‘What is left of humanity is being transported to a new world on board the Mothership Urba. Over the centuries, most of Urba’s inhabitants have forgotten where they come from and where they are going; they aren’t even aware they’re on a spaceship. the loss of group memory is no disease, but a carefully engineered social experiment devised and implemented by the cruel, tyrannical Elite, the technocrats who rule the Mothership. Prince Kender is the son of one of Urba’s greatest war lords; Jad is his boyhood friend and unwilling sidekick: a failed jester who wants nothing more than to snuggle up with a warm kitchen maid and a cool beer and forget about the cares of the world. But Kender wants adventure and the perfect opportunity presents itself when the Elite suddenly lose their powers and Urba’s downtrodden populace rise up against their now-impotent leaders. Against all of Jad’s screaming instincts he agrees – at blackmail point – to accompany Kender on a mission to find out what happened to the Elite. What no one bargained for is that the Elite have been replaced by a new threat: a threat from deep space itself….’

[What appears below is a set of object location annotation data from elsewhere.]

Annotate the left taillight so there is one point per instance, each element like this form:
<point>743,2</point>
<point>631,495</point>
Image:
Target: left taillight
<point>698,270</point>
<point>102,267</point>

Blurb from the 2005 Gollancz paperback edition
Prince Kender, known fondly as Ken, heir to the rule of a small kingdom, is sent on a mission to discover what has happened to the Elite (the ruling technocracy which maintains order between the various kingdoms) since ‘The Day of Wonder’ when all the electric power went off throughout the world of Urba. He takes with him the unwilling King’s jester (and Ken’s best friend) Jad.
Along the way the pair rescue a woman, Alucia, from a band of mercenaries and Jad begins to realise that the world he lives in is a vast cylindrical spaceship which has been travelling through space for centuries.
Also, it now appears that humans are not alone in space, and that aliens are in the process of invading their world.
Brosnan employs a fast-paced and witty style, managing to get a surprising amount of comic mileage out of the fact that the protagonists’ entire culture was designed in order to provide a stable civilisation during the time that the ship was flying between stars.
Even dragons exist here in this ‘artificial’ culture, put there by a designer who was a big ‘Lord of The Rings’ fan. There are also many references for genre fans, such as when Alucia saves her companions from a rogue dragon by shouting ‘Klaatu Barada Nicto’ at it. It turns out that this is one of the safety phrases used when training and controlling dragons.
Brosnan deftly balances the fantasy medieval with the hi-tech and succeeds (to a moderate degree) in putting a new spin (no pun intended) on the traditional generation ship story.